O que me surpreendeu foi a seriedade com que o Sr. Stevens se dedicou a se tornar indiano. Ele foi para o Método completo, estudando com um treinador de dialeto, lendo O Guia de R. K. Narayan e Siddhartha de Hesse. Comecei a fazer ioga e me imergi, porque realmente queria ser o mais real possível, disse ele. Ele até morou na Índia por um mês antes de filmar Short Circuit 2.
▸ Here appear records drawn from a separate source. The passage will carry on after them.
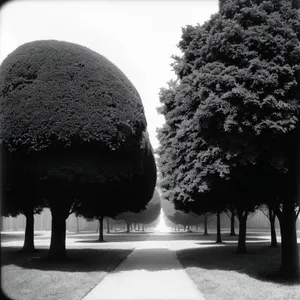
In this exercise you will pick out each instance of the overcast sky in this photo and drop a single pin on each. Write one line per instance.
(138, 36)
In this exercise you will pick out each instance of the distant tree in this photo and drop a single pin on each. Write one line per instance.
(115, 197)
(146, 216)
(70, 117)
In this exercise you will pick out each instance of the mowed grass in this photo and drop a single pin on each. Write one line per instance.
(221, 274)
(30, 277)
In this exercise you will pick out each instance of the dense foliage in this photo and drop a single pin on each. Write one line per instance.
(70, 119)
(231, 127)
(146, 216)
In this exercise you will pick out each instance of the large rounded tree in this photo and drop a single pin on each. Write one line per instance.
(69, 117)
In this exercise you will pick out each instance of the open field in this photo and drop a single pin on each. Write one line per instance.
(218, 272)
Os esforços de Stevens para tornar o personagem real, e não um desenho animado étnico completo, são admiráveis, apesar do insulto subjacente de ter sido escalado. Perto do final da conversa, pareceu atingi-lo completamente como seu elenco pode ter sido insensível, e ele disse várias vezes que acreditava que o papel deveria ter sido desempenhado por um índio e que ele nunca o aceitaria hoje.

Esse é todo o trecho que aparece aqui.